Richard Zare doesn’t want to talk about life on Mars. It’s not that the prospect of life on other planets isn’t fascinating. It’s just that everything else is, too. The Stanford chemistry professor sits behind the enormous conference table that extends from his desk, an acre of oak sown here and there with lecture notes, correspondence, manuscripts, congressional testimony, and results of experiments in progress. A lot of it is Mars-related--which is great, what’s not to like?--but Zare was busy and happy enough before there were people asking for his autograph, farmers calling him to ask if the red rocks they’d plowed up were Martian, and everyone in the media asking for just a minute with the man who told Jim Lehrer we may all be Martians: Ted Koppel, Time, the documentary director who demanded he be filmed while bathed in an eerie red glow (Zare refused), and now you, waiting by the door while he checks his E-mail.
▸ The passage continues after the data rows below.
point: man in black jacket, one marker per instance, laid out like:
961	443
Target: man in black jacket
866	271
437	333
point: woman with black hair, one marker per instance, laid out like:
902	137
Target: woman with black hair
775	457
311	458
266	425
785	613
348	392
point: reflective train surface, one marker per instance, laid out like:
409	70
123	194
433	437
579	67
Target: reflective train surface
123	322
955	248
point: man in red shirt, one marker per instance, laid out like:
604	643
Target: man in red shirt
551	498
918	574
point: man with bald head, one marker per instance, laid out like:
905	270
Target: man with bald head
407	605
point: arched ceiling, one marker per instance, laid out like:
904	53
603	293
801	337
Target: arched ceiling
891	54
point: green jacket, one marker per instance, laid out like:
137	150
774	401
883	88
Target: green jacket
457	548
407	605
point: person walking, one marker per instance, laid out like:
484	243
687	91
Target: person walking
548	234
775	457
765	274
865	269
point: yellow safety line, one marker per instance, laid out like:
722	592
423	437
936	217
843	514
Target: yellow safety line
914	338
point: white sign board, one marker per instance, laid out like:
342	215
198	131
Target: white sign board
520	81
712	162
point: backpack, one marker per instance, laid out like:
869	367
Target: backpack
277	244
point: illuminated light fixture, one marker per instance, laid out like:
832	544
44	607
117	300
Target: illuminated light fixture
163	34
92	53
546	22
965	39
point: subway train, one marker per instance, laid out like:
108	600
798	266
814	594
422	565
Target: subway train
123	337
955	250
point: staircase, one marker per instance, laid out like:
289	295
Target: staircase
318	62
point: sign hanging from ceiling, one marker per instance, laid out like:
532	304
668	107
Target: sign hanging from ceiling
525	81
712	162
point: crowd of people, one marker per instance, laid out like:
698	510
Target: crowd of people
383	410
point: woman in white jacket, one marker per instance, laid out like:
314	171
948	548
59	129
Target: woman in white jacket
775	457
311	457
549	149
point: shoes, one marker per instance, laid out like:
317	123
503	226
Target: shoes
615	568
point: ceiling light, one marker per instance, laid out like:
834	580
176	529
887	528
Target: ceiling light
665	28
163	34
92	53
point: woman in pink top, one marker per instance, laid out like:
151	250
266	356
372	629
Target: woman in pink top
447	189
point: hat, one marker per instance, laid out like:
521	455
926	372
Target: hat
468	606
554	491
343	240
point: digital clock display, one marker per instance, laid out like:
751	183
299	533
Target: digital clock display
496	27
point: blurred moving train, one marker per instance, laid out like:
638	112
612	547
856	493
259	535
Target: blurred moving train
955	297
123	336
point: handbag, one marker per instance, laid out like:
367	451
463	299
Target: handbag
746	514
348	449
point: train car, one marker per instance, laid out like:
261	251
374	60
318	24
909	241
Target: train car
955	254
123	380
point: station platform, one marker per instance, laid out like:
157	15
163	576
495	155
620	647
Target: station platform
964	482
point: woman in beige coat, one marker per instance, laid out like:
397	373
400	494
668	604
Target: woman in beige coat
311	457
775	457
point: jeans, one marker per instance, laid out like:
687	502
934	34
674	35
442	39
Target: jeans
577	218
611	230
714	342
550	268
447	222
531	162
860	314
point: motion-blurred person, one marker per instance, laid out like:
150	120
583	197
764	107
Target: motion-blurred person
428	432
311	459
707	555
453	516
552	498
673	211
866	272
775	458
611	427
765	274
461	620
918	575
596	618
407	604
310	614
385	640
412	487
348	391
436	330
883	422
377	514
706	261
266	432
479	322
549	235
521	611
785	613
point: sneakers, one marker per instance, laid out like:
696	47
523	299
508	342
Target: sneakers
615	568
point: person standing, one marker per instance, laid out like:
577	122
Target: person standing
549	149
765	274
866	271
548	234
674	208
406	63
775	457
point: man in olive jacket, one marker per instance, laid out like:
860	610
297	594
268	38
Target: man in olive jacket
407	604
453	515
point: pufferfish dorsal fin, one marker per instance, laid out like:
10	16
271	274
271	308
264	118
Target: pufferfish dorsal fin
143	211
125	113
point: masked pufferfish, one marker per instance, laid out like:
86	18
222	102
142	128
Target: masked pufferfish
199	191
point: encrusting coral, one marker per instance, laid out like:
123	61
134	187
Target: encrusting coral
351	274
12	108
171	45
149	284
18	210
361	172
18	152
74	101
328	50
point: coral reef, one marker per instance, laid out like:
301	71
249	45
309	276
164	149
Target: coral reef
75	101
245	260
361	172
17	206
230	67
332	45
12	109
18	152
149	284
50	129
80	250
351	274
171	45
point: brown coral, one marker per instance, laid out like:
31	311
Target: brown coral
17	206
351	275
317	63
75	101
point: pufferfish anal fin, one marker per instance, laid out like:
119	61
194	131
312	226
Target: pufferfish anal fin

When he’s finished he hops out from behind the desk and greets you like an old friend. Zare has a class to teach in a few minutes, so he is dressed up in a jacket and tie, which you can’t help noticing because it displays the periodic table of the elements running vertically down toward a silver belt buckle, a big square western number. An artless smile lights up his broad face, as if he is half-expecting something enjoyable to happen, if not this moment, then maybe the next. You remember this luminous beam of a face from the now-famous press conference at NASA headquarters when the discovery was announced, one face among several at the podium because coaxing evidence for ancient life out of a Martian meteorite is the work of many very bright minds. But only one face up there was still smiling through the jet lag and the glare of the television lights, the big elfish one with the thick square-rimmed glasses and salt-and-pepper goatee. Mars, of course, is what you have come here to ask about, but before you can get your notebook clear of your pocket, Zare is asking you a question, catching you off guard.
What do you think of this? he asks, pointing to a large and very agitated object on the coffee table. Something retro-existential, a human figure composed of ball bearings, hex nuts, and threaded pipe, a face like a metal pizza. It is holding two candlesticks aloft in case anybody wants to have a quiet romantic dinner. The first response that comes to mind is Yard sale? and while you are rummaging for a more tactful reply, Zare himself admits that the sculpture is here in his office because his wife refused to have it in the house.
I think it’s ugly and powerful. She just thinks it’s ugly. He laughs. Then he tells you how he came across the figure recently in Berlin, in an abandoned department store that was burned out in World War II and now held in hostile occupation against the police by a coalition of drug dealers, prostitutes, and artists. It is a good story, and the voice telling it is high and impetuous, leaping from one syllable to the next like somebody with his pant cuffs rolled up jumping rock to rock through a stream. By the end you are appreciating the sculpture, but Zare has barely enough time to make it to class. He heads for the lecture hall at a trot, not like a professor who is late, but like a boy hurrying toward the swimming hole on a clear summer morning.
There’s nothing better than teaching freshman chemistry, he says on the way. It’s the researcher’s secret weapon. These kids really make you think.